Si la volonté de défense des Français donne à nos armes leur valeur dissuasive et défensive, n’oublions pas que la dissuasion fonctionne aussi parce que l’Autre pense que notre arsenal thermonucléaire est jugé par lui suffisamment crédible pour lui causer des dommages intolérables. Mais c’est l’Autre qui fixe le seuil acceptable pour lui-même des dommages qu’il pourrait connaître en cas de représailles de notre part et non par ce que nous nous en pensons. C’est l’Autre qui pèse le pour et le contre, à la lumière de sa géographie, ses intérêts, son régime, son opinion publique, ses valeurs, ses préjugés, ses craintes et ses erreurs, avant d’engager ou non son action militaire. C’est pourquoi, si nous ne renforcions pas notre instrument stratégique dissuasif, comme le font les Etats-Unis, nous pourrions être entraînés dans une spirale infernale.
Scénario catastrophe
En effet, que ferions-nous dans le cas où l’Autre, par une première frappe, venait à détruire Marseille et Strasbourg, à l’aide de 3 ou 4 missiles, à titre d’avertissement ? Peut-on imaginer un peuple d’Europe qui, ainsi attaqué, serait néanmoins unanime pour riposter atomiquement quitte à s’attirer d’effroyables représailles ? A tous n’apparaîtra-t-il pas plus sage d’accepter la perte des quelques agglomérations déjà atomisées à titre d’exemple et de négocier pour sauver le reste ? A quoi servirait une riposte nucléaire qui ne pourrait priver l’adversaire de moyens d’achever son œuvre de destruction ? A quoi bon raser certaines de ses citées si, décidé à venger ces destructions, il écrasait alors le pays ayant riposté à coups de « massue thermonucléaire », comme le dit le général P M. Gallois ? La raison commanderait que l’on rengaine les mégatonnes et que l’on discute d’un nouveau modus vivendi, la politique de dissuasion ayant alors totalement échoué. Et le recours à la capitulation serait d’autant plus logique et plus probable, que la disproportion des forces serait plus grande entre l’assaillant et l’assailli.

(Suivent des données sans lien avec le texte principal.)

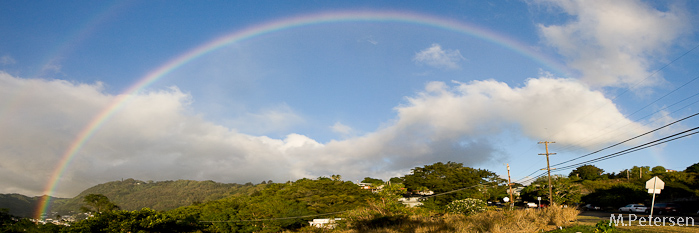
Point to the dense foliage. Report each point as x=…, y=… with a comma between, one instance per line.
x=628, y=186
x=565, y=191
x=133, y=194
x=305, y=197
x=587, y=172
x=450, y=176
x=466, y=206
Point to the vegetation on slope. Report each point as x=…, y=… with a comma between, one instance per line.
x=131, y=194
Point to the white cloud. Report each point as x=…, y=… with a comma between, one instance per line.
x=341, y=128
x=436, y=57
x=157, y=137
x=270, y=120
x=614, y=43
x=7, y=60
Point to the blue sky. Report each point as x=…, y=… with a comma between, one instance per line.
x=351, y=97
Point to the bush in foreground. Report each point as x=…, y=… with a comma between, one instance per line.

Voilà pourquoi, en cas d’attaque limitée sur le sol français, il faudrait éviter au président de la République de devoir prendre, sous la pression de l’opinion publique et sans justification morale et politique, la décision d’exterminer, en représailles, des dizaines de millions de civils. Voilà pourquoi, il nous faudrait empêcher cette première frappe d’avertissement grâce à l’emploi d’un bouclier antimissile multicouche. Mais la France seule n’a pas les moyens de s’en doter, ni d’ailleurs aucun des membres de l’Union européenne. Seule, l’« Europe-Unie » pourrait leur offrir le salut qui garantirait leur indépendance. Mais quoi ! Serait-ce trop de demander 200 euros à chacun des 500 millions d’Européens pour réaliser un bouclier de l’Union ? Ils se leurrent ceux qui pensent que le 3ème site de lancement de missiles ABM américains, qui sera implanté en Pologne, protégera l’Europe. Ce site est conçu pour protéger d’abord les Etats-Unis !
Guerre totale et fragilité des alliances
Quant au concept d’alliance, a-t-il encore un sens aujourd’hui ? En 1949, l’enjeu, qui justifiait l’Alliance atlantique aux yeux des Européens, était le risque d’appropriation des pays de l’Europe de l’Ouest par l’Union soviétique. Or, pour les membres de l’Union européenne, en cette première moitié du 21ème siècle, le risque d’appropriation décline fortement au profit du risque de destruction nucléaire. Dans ce cas, comme le dit le général Gallois, les alliances perdent certaines de leurs vertus dès lors qu’aucune nation, menacée de destruction, ne mettra en jeu sa survie pour une autre devant l’ennemi commun. C’est-à-dire, sans pour autant contester l’utilité des alliances, celles-ci ne sauraient traduire une totale identité d’intérêts dans un ensemble d’obligations réciproques et nécessairement contingentes. Gallois ne conteste pas que les politiques des Occidentaux n’aient certains intérêts communs et ne le reconnaissent. Il pense, comme le dit Poirier, que cette communauté s’évanouit devant le danger mortel mettant en cause la survie de celui qui, le premier, se trouverait sur le chemin de l’agresseur.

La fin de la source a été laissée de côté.